Today’s Wall Street Journal contains an article on how the US has fared as result of Trump’s tariffs on imported steel. Btw, great photographs in it.
The story, in brief, is:
–tariffs made older, non-competitive blast furnace steel operations temporarily viable, saving for a time 6,000 domestic jobs–which have since been lost
–the price for this grace period–the elimination of 75,000 jobs in domestic industrial firms faced with higher steel input costs
–the firms “saved” by tariffs are still facing the same competitive pressures as before, but are in a worse position for not having begun to deal with them four years ago.
Nothing surprising about all this, except maybe to Trump. Just look at today’s American auto makers, who have been protected from foreign competition by Washington for most of the past forty years. Mediocre products, massive loss of market share and periodic visits to Chapter 11.
What the article doesn’t mention is the additional loss to America from foreign firms putting off manufacturing expansion plans here because of tariffs–and the erratic and thoughtless way they appear to be conjured up and applied.
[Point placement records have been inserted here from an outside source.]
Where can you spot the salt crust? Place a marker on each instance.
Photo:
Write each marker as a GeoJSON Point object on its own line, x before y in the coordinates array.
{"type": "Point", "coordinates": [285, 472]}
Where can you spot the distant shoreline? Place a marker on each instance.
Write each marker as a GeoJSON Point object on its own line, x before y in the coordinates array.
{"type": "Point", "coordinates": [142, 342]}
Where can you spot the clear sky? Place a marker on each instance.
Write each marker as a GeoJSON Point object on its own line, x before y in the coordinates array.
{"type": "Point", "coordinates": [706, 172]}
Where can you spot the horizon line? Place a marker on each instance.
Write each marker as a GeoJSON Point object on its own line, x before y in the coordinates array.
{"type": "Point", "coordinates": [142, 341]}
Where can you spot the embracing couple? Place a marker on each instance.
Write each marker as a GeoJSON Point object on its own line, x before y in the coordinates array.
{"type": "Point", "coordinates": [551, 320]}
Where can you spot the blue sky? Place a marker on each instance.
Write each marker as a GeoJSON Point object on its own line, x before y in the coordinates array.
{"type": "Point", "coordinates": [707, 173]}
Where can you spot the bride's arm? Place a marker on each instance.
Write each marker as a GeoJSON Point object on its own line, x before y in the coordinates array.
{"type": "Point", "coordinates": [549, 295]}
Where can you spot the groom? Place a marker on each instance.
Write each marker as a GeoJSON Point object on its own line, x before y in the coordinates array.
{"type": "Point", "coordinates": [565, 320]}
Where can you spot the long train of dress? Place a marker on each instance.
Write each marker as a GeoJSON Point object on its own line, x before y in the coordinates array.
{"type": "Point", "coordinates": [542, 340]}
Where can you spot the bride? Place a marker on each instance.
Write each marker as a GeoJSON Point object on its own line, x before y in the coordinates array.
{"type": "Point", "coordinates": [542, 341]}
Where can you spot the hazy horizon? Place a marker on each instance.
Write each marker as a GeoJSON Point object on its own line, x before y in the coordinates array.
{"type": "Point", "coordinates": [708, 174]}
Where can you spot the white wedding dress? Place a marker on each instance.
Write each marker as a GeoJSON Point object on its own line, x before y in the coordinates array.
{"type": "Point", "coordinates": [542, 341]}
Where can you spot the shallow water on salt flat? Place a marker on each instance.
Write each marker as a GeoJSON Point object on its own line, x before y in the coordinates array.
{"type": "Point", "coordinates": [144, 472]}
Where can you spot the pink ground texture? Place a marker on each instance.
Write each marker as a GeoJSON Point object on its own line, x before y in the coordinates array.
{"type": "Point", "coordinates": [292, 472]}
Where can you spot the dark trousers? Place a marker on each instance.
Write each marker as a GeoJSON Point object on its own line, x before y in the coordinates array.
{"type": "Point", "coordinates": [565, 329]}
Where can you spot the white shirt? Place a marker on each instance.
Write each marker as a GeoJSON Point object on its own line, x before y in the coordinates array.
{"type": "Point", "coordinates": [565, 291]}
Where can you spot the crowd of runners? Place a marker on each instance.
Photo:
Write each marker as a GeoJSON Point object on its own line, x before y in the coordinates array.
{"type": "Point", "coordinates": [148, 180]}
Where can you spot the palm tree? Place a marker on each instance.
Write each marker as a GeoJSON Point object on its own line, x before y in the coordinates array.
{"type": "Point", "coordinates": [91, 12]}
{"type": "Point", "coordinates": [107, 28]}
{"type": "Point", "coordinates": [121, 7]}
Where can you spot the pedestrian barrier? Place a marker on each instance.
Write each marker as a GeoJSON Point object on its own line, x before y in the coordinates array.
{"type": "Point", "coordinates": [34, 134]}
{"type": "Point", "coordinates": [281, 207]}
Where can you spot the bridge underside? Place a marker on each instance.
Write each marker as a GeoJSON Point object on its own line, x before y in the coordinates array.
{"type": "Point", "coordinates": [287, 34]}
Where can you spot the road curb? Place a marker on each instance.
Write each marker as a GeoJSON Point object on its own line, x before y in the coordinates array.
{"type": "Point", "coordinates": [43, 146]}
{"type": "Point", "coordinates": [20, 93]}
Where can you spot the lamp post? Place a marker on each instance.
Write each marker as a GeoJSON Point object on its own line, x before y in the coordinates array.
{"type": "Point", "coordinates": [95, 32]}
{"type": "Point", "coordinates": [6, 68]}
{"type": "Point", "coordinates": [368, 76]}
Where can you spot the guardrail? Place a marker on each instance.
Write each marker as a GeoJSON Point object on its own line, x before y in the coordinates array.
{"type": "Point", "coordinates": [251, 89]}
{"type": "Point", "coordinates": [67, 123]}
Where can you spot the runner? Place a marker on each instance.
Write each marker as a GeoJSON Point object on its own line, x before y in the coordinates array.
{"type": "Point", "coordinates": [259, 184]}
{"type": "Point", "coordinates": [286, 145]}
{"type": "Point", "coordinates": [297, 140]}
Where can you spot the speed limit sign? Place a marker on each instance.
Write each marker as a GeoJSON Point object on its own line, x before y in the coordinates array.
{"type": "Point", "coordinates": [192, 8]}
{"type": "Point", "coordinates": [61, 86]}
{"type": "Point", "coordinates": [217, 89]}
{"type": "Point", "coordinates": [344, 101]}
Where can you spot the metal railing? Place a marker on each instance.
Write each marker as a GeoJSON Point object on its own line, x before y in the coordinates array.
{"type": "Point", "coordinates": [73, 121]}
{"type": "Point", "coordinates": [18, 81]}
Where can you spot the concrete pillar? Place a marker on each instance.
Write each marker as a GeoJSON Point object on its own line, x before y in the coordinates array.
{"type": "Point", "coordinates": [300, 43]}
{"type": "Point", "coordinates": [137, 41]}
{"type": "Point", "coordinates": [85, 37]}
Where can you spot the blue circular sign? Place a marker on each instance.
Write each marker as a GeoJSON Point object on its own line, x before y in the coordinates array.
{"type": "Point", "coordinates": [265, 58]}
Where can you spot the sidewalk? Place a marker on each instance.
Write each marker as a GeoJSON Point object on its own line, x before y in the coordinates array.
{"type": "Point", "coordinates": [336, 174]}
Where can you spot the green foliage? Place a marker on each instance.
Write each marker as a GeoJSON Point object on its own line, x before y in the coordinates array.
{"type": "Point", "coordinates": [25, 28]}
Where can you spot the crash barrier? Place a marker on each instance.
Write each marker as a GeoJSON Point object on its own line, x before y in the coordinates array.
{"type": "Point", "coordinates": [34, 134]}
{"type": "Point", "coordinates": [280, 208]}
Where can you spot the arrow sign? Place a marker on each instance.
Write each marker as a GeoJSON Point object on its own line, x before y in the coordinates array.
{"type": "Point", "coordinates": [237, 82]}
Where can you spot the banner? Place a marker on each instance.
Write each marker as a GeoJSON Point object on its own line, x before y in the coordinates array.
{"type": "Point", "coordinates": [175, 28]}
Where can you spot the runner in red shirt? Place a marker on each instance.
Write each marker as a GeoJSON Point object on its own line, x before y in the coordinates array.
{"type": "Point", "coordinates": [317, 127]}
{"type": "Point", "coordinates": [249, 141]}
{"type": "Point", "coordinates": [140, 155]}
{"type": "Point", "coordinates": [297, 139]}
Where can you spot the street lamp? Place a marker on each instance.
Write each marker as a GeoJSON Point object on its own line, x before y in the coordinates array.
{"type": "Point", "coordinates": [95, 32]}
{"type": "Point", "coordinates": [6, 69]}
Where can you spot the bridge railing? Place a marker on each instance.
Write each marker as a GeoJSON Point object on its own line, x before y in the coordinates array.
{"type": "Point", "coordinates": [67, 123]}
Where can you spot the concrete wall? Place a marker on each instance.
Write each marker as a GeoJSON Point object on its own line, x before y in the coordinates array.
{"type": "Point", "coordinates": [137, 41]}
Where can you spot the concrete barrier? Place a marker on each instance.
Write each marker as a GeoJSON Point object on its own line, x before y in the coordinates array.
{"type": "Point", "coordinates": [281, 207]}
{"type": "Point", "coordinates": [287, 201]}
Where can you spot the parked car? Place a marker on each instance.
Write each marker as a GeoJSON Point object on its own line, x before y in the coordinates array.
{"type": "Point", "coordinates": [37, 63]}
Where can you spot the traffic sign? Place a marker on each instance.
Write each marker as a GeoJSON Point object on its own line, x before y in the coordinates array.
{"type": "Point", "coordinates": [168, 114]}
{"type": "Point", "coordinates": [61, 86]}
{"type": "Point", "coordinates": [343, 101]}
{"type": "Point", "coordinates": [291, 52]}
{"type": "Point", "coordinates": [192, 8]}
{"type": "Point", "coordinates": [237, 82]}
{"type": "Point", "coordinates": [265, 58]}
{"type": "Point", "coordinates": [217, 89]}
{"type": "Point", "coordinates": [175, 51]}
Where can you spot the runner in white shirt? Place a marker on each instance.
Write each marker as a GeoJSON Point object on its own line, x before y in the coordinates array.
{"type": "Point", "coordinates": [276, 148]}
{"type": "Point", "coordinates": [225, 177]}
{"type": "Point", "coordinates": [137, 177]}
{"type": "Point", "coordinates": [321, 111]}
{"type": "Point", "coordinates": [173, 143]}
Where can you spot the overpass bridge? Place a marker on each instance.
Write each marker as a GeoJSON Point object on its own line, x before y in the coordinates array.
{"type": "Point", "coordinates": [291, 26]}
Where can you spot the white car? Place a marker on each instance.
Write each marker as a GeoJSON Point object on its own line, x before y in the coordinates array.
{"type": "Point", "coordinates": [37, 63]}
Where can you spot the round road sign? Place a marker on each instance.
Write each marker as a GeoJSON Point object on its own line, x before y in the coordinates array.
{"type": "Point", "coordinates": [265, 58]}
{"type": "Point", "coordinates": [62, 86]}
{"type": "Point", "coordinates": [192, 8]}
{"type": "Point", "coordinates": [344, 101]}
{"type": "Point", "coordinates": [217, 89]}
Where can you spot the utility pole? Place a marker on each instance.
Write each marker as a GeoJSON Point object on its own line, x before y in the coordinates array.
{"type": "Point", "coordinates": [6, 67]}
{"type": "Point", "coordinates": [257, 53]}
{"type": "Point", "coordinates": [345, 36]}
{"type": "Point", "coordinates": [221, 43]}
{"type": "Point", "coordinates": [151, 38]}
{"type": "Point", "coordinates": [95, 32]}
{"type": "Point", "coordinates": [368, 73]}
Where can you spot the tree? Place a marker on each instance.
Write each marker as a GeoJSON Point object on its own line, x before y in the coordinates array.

If, as I think is the case, China is the chief economic (and political and cultural) rival of the US, driving in reverse for the past four years hasn’t exactly helped our cause. Nor has the increasingly parlous state of government finances, due to: a tax cut for the ultra-wealthy, who tend to save, not spend; GDP growth suppression through tariffs; and the trillions of dollars that will be needed to overcome the negative effects of Trump’s continuing efforts to spread the coronavirus.